Qivalis is headquartered in Amsterdam and is seeking authorization as an Electronic Money Institution supervised by the Dutch Central Bank. The consortium’s structure includes ING, UniCredit, BNP Paribas, CaixaBank, Banca Sella, Danske Bank, DekaBank, DZ BANK, KBC, Raiffeisen Bank International, SEB and BBVA, according to the report published on March 2, 2026.

BBVA joined the consortium in early February 2026, abandoning its previous standalone euro stablecoin plan in favor of the multi-bank structure. The move brought the total number of participating banks to 12 as the group aligned around a single issuance and distribution framework under Qivalis.

The planned stablecoin will maintain a 1:1 peg to the euro and be fully backed by high-quality reserve assets. At least 40% of reserves will be held in bank deposits, while the remaining approximately 60% will be allocated to diversified short-term euro-area sovereign bonds. The reserve composition is designed to allow continuous redemption access for holders.

Chief Executive Jan-Oliver Sell has described the project as offering a domestic European alternative to dollar-dominated stablecoins. “European domestic alternative,” Sell said in remarks reported March 2, 2026. He also cited use cases including real-time cross-border corporate payments and global commerce support.

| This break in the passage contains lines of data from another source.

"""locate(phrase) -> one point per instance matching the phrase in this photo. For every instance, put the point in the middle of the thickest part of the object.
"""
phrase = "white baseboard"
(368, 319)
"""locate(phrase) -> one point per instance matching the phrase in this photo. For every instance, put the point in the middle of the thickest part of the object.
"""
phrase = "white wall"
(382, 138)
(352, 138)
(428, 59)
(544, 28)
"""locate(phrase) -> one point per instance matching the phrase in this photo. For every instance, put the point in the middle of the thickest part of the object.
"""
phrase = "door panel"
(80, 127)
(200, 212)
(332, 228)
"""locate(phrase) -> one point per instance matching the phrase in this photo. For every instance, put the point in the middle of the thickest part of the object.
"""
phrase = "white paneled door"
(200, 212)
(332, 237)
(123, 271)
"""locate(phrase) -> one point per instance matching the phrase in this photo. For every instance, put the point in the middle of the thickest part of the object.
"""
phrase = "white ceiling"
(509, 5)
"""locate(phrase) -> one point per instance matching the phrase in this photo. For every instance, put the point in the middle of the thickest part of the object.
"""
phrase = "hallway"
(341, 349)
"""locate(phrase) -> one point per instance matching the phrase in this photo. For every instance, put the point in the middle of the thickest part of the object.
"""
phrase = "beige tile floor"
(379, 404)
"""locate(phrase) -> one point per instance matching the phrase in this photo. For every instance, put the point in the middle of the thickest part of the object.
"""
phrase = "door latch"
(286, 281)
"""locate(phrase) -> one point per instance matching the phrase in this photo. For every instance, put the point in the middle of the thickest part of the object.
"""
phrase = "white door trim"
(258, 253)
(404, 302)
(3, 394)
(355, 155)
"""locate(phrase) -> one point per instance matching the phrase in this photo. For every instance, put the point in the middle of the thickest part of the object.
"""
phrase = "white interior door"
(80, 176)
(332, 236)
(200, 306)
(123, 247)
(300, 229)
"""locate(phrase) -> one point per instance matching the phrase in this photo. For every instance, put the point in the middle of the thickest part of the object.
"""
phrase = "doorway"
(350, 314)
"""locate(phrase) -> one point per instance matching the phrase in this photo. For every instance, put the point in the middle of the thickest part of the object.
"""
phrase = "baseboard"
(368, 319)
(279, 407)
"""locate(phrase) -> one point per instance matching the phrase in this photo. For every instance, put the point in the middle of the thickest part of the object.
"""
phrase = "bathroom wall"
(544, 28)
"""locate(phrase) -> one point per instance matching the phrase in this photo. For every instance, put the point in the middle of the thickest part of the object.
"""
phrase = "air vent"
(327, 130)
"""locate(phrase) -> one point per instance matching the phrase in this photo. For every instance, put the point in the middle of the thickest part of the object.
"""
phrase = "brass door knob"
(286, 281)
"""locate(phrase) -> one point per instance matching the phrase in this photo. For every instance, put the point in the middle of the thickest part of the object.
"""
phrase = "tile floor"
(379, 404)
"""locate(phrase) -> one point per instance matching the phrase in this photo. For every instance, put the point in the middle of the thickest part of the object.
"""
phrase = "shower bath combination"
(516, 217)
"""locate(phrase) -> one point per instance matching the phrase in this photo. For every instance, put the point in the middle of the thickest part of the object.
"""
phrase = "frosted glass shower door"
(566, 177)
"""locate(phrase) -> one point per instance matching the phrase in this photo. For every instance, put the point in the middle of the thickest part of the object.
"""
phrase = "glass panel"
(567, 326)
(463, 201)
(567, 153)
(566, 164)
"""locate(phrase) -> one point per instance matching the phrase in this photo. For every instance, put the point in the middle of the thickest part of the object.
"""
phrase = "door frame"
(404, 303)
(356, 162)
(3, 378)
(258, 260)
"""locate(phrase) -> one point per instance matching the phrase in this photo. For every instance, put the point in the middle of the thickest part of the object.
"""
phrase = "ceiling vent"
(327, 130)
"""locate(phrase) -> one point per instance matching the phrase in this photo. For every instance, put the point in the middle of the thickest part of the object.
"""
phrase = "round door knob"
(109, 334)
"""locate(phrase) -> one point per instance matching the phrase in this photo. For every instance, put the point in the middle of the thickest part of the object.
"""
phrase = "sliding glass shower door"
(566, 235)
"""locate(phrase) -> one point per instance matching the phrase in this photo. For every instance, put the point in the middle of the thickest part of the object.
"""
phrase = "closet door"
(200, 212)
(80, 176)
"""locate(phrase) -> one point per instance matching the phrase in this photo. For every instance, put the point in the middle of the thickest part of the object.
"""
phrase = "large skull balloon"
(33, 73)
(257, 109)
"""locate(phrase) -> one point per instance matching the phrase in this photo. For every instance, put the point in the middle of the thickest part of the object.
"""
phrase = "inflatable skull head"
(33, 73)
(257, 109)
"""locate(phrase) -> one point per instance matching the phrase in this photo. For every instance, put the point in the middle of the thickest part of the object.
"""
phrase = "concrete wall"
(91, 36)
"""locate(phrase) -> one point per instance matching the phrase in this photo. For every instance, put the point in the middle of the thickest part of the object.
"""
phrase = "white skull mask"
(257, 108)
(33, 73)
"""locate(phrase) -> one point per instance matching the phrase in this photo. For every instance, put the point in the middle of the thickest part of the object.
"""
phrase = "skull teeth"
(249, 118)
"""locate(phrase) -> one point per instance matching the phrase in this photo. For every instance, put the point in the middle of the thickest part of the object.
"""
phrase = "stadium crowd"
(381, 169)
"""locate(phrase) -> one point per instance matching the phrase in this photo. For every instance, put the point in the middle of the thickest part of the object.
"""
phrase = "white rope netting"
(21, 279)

The consortium is in advanced discussions with major crypto exchanges, market makers and liquidity providers to secure listings and distribution agreements prior to launch. The objective is to ensure broad availability and initial liquidity from the first day of issuance in the second half of 2026.

Spanish exchange Bit2Me confirmed at least one conversation with a consortium bank regarding potential distribution arrangements. Other platforms referenced in the reporting declined to comment publicly on discussions tied to the stablecoin project.

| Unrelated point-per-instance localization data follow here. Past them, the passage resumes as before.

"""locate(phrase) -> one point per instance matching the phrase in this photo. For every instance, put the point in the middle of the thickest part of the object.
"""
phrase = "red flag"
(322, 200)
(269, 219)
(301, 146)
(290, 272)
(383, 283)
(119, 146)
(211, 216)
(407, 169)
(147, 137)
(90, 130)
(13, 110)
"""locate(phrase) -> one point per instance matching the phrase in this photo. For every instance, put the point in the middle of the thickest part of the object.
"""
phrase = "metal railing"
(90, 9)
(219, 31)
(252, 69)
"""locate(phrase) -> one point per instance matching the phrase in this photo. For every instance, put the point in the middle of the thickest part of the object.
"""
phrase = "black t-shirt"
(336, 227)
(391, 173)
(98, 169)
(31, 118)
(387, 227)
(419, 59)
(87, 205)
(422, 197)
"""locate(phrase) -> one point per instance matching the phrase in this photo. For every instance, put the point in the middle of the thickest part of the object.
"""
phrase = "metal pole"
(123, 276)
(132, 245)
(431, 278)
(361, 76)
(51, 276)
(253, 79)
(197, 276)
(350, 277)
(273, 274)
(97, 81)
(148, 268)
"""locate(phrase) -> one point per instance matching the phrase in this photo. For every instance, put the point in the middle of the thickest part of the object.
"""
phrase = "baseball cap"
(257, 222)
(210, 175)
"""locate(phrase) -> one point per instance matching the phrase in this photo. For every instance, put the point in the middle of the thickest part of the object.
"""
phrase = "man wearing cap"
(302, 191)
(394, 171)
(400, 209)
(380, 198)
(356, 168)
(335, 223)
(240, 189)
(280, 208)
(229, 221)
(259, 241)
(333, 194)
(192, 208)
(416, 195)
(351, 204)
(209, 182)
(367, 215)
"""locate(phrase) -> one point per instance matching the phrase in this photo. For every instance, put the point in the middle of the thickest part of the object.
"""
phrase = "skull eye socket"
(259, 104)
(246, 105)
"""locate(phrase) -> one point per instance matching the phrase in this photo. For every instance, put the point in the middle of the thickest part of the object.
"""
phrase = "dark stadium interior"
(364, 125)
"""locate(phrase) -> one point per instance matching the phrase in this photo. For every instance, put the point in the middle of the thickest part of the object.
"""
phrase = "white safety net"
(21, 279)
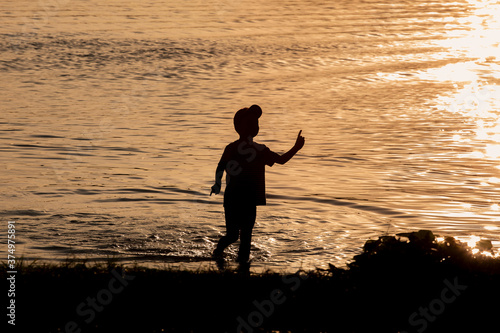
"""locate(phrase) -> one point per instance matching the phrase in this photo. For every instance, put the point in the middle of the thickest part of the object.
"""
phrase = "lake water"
(114, 116)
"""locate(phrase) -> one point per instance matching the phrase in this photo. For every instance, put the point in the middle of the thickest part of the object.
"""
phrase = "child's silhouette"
(244, 162)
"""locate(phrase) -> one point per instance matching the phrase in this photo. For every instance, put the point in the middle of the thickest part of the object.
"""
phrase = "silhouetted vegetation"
(409, 282)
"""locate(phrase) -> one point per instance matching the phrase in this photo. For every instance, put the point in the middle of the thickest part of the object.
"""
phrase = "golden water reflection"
(473, 41)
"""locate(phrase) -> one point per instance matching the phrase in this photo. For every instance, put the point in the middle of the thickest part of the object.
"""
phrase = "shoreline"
(405, 283)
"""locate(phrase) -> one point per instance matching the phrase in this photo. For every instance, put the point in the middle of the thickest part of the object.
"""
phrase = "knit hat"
(244, 116)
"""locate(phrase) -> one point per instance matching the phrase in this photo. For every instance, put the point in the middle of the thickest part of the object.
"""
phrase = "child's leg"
(232, 230)
(247, 223)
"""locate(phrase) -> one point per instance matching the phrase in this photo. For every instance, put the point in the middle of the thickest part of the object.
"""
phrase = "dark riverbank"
(406, 283)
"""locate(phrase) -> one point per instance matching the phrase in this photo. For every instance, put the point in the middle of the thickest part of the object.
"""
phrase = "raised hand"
(215, 189)
(299, 143)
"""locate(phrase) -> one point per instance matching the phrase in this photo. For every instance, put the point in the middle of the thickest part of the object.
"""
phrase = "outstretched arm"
(218, 179)
(299, 143)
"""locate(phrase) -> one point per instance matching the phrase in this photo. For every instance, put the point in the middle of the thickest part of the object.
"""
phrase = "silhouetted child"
(244, 162)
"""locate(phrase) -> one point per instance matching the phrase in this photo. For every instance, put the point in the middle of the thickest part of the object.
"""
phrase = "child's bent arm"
(299, 143)
(218, 179)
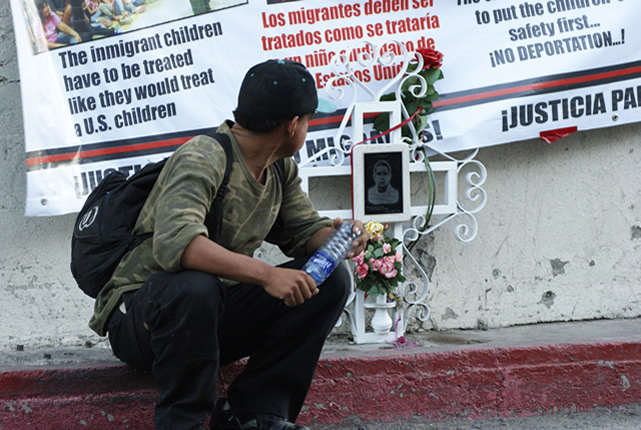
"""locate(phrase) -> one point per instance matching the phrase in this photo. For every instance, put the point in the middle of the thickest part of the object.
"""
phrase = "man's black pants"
(184, 325)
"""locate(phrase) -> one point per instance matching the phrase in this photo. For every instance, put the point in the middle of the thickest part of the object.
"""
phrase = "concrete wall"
(559, 238)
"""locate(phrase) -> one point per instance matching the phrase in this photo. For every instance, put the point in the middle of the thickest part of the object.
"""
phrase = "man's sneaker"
(225, 419)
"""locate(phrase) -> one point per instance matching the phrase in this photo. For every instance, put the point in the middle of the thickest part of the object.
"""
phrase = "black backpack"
(102, 233)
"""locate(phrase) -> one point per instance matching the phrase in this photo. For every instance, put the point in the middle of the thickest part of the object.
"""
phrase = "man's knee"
(189, 289)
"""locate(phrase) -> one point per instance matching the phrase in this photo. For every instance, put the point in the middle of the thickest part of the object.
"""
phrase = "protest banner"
(118, 101)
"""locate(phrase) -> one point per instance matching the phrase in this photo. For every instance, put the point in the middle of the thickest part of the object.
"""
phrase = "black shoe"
(225, 419)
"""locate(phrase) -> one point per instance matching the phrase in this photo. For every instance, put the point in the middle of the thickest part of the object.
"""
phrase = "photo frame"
(380, 182)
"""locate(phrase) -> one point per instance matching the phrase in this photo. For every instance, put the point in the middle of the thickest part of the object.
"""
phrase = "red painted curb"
(479, 383)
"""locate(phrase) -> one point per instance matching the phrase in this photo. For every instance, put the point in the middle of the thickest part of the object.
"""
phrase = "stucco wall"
(559, 238)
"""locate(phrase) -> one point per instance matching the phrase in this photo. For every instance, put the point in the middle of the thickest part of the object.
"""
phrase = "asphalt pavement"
(619, 418)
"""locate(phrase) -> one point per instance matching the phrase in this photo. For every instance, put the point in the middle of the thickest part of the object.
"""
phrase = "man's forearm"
(317, 239)
(206, 255)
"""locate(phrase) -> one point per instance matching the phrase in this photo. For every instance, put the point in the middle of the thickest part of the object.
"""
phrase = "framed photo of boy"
(381, 182)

Governance structures for Qivalis include Jan-Oliver Sell as Chief Executive Officer and Sir Howard Davies as Chairman of the Supervisory Board. Sell previously served as managing director of Coinbase Germany. Davies has held senior roles in British banking and regulation.

The project is being positioned within a market landscape where roughly 99% of official stablecoins are currently tied to the U.S. dollar, according to figures cited in the reporting. Qivalis’ stated mission includes bridging traditional finance institutions with digital asset infrastructure under European regulatory oversight.

Preparatory steps ahead of the targeted second half of 2026 rollout include ongoing regulatory engagement, operational build-out, and technical integration with blockchain networks and exchange platforms. Member banks are also expected to serve as distribution channels to corporate and institutional clients once issuance begins in 2026.

This article has been refined and enhanced by ChatGPT.